A senadora Esperanza Martínez, do Partido Participação Ciudadana (PPC), afirmou nesta segunda-feira que o movimento cartista já definiu que o senador Patrick Kemper presidirá a comissão especial do Senado criada para investigar a chamada "mafia de títulos", apesar de ela ter sido uma das principais articuladoras da iniciativa. Segundo Martínez, o oficialismo lhe comunicou que caberá a ela a vice-presidência do órgão, mas deixou claro que sua permanência dependerá da existência de uma investigação real, sem interferências políticas.
"Eles já me comunicaram. Querem ter maioria e vão ter a presidência, e me deram a vice-presidência", declarou. A parlamentar disse ter solicitado ao presidente do Congresso, o senador Basilio "Bachi" Núñez, que acelere a instalação da comissão, uma vez que o prazo de trabalho é limitado. "Temos três meses de investigação e já passaram quase duas ou três semanas e ainda não temos a comissão formada", questionou.
Martínez afirmou não ter interesse em disputar cargos dentro do colegiado, mas exigiu garantias para conduzir uma investigação aprofundada sobre os títulos supostamente irregulares que atingem diferentes setores do Estado. "Quero fazer um trabalho sério e não quero que ninguém nos pressione para nada. Vamos buscar a verdade e vamos tentar apresentar os dados que sejam reais", declarou.
A senadora lançou um aviso direto ao oficialismo: "Seja quem for o que está por trás de um título falso, temos que seguir adiante com a investigação. E se não for dessa maneira, então eu vou me retirar da comissão. Não vou estar ali apenas para ocupar uma cadeira". Martínez sustentou que o interesse do movimento cartista em controlar a presidência da comissão pode estar relacionado à magnitude das pessoas potencialmente afetadas pelo escândalo.
"Eu creio que eles sabem que há muita gente implicada, provavelmente inclusive próxima ao poder político hoje em todos os estamentos do Estado", afirmou.

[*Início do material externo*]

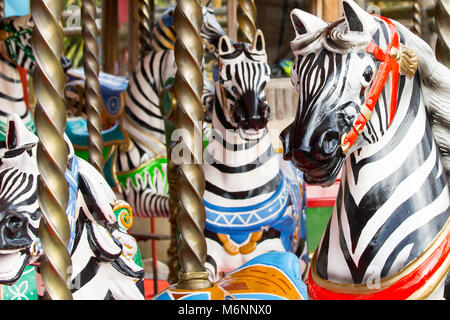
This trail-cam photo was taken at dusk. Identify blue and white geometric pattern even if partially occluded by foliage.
[203,176,289,233]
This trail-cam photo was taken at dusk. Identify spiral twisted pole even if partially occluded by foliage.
[0,0,5,19]
[81,0,104,175]
[138,0,154,57]
[411,0,422,37]
[435,0,450,68]
[30,0,72,300]
[172,0,211,289]
[236,0,256,43]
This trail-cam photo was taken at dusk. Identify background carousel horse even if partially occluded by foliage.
[66,7,225,217]
[0,15,70,141]
[281,0,450,299]
[202,31,309,281]
[0,114,144,299]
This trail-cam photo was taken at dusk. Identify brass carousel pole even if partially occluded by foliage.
[81,0,104,175]
[237,0,256,43]
[174,0,211,289]
[412,0,422,37]
[30,0,72,300]
[435,0,450,68]
[0,0,5,19]
[138,0,154,57]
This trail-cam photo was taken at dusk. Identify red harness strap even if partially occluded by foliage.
[341,17,400,154]
[308,230,450,300]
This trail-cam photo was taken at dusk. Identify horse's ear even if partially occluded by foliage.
[219,35,233,55]
[342,0,377,34]
[251,29,266,52]
[291,9,327,37]
[6,113,39,149]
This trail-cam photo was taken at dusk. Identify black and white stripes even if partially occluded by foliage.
[282,0,450,298]
[203,32,308,280]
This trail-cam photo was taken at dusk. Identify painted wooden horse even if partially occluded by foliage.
[281,0,450,299]
[203,31,309,281]
[0,114,144,300]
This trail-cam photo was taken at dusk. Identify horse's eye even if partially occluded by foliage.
[363,66,373,83]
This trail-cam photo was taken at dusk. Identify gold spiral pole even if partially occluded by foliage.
[435,0,450,68]
[81,0,104,175]
[172,0,211,289]
[30,0,72,300]
[138,0,154,57]
[411,0,422,37]
[236,0,256,43]
[0,0,5,19]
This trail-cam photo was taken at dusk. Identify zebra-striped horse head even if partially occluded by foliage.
[0,14,72,72]
[280,0,438,185]
[217,30,270,134]
[0,114,144,299]
[0,14,34,70]
[0,114,41,284]
[151,6,225,56]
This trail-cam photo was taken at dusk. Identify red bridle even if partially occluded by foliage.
[341,17,400,154]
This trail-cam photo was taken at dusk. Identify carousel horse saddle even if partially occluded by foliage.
[67,68,128,118]
[153,251,308,300]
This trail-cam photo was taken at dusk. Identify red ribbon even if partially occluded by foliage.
[342,17,400,150]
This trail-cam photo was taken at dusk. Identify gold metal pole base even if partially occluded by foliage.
[177,271,212,290]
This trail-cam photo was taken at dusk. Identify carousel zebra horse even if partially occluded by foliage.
[281,0,450,299]
[0,15,69,141]
[0,114,144,300]
[68,7,229,217]
[201,30,309,281]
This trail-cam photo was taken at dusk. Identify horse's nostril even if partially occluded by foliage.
[318,130,339,157]
[5,214,24,235]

Segundo a legisladora, o fenômeno teria alcançado instituições dos três poderes. "É preciso lembrar que há pessoas ligadas à Corte Suprema de Justiça, ao Poder Judiciário. Talvez haja aqui mesmo, no próprio Senado, na Câmara dos Deputados, nos ministérios, fiscais e juízes", apontou.
Para Martínez, o problema deixou de ser um fato isolado e se transformou em uma prática generalizada que afeta a credibilidade do sistema público. "Isso virou um descontrole realmente imoral", sustentou. A senadora alertou que o uso de títulos supostamente falsos ou de origem duvidosa tem consequências graves para a sociedade, especialmente quando os portadores exercem profissões que impactam diretamente a vida das pessoas, como advogados e médicos.
A parlamentar também questionou a proliferação de pós-graduações, mestrados e doutorados obtidos em prazos que considera incompatíveis com uma formação acadêmica rigorosa e vinculou a problemática à habilitação de novas universidades que, segundo ela, não reúnem os requisitos mínimos exigidos. "Na semana passada tentaram aprovar uma nova universidade que, na minha opinião, nem sequer cumpria os padrões básicos. Por sorte, foi barrada. Nem sequer as normas mínimas estabelecidas pela UNESCO são levadas em conta", afirmou.
Martínez apontou diretamente o oficialismo como impulsionador dessas iniciativas e reiterou que sua participação na comissão dependerá da seriedade com que o trabalho for conduzido. "Vamos fazer as coisas direito? Aí estou eu. Vai ser uma farsa? Que fiquem eles", sentenciou. A polêmica se arrasta desde 18 de maio, quando o presidente do Congresso assinou a resolução que criou a comissão especial. A decisão gerou questionamentos porque o senador cartista Patrick Kemper foi colocado em primeiro lugar na integração do colegiado, à frente de Esperanza Martínez, abrindo caminho para que o oficialismo controle a mesa diretora e, consequentemente, a condução das investigações.